Walter frowned, held up a finger, and looked around.
“Does anyone else smell smoke?” he asked.
They scanned the length of the block, and spotted flickering orange light playing over the brick and corrugated metal skins of the buildings at the far end of the block. The night was suddenly thick with the stink of burning plastic, and filled with frightened shouts. From the shipyard across the street came a sound like bridge cables twisting in a high wind.
“Oh, dear.” Walter closed his eyes. “Not again.”
“I thought there weren’t any people in this neighborhood?” Bell said.
“There weren’t supposed to be,” Nina said. “Not on this block, anyway. But if more trippers equaled a longer duration for the gate, maybe it also equaled a wider psychic blast radius.”
“Did you notice the tendrils spreading out from the edges of the gateway?” Walter asked.
“Yes!” Bell replied. “Clearly that’s the moment when the psychic bleed through begins. Nina, do you remember how long the gate was open before the tendrils became visible?”
A scream from an alley three buildings to the left cut off her reply.
“Get ’em off me!” A high, tremulous voice echoed through the alley. “Get ’em off!”
Walter and Bell exchanged a look and ran to the mouth of the narrow passageway. A few yards in, a homeless man was crabbing backward out of his bedroll as if there was a snake in it, and pressing against the dumpster that had been serving as a shelter.
“Get ’em off!” he screeched.
“The DTs?” Bell suggested, brow arched. “Not uncommon in alcoholics.”

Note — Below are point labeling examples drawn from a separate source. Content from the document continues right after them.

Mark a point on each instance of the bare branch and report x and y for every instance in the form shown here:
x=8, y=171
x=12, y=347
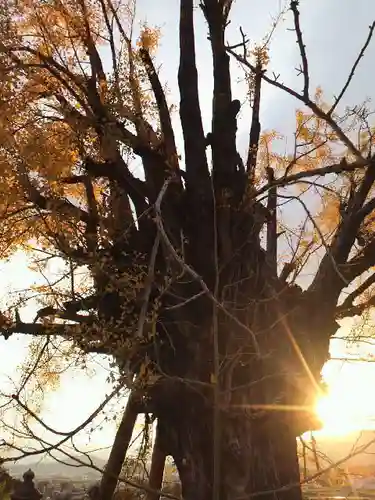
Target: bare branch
x=353, y=70
x=305, y=67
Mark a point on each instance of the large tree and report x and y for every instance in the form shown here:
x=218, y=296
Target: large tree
x=189, y=291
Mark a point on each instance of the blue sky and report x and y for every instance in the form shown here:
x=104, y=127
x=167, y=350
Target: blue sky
x=334, y=31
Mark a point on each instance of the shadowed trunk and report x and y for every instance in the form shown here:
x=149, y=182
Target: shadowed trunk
x=119, y=448
x=157, y=467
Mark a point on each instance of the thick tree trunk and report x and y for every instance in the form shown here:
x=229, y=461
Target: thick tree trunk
x=157, y=467
x=258, y=459
x=119, y=448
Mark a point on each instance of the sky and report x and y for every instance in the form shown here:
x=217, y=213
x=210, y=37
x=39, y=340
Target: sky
x=334, y=31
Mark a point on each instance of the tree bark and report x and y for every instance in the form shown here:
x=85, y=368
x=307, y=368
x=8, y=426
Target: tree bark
x=157, y=467
x=119, y=448
x=258, y=459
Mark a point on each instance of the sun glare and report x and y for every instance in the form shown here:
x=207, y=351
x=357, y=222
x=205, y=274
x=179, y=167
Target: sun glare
x=345, y=410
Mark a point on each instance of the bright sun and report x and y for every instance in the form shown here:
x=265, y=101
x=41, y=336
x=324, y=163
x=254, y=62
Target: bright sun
x=346, y=409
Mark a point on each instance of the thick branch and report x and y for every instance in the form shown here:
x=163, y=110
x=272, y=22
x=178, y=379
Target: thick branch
x=224, y=111
x=255, y=127
x=119, y=448
x=272, y=225
x=310, y=104
x=190, y=112
x=157, y=467
x=164, y=115
x=336, y=168
x=348, y=304
x=302, y=48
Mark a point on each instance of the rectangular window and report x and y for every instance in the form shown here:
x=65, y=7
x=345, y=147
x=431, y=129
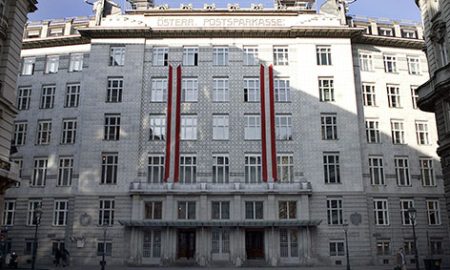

Walter took a few cautious steps closer to the squirming man.
“No,” he said. “Look!”
Under the harsh glare of a security light, he could see the man’s naked, grime-caked torso was covered in what looked like rat bites. He was bleeding from more than a dozen crescent-shaped punctures.
Walter ran and grabbed the bottom of the roll and pulled, helping the man shuck clear of the bedding, then threw it away and knelt beside the man.
“Are you alright?” Walter asked. “What was biting you? Was it rats?”
But the man was still twisting and swatting at nothing.
“Get ’em off me!” he cried. “Get ’em off me!”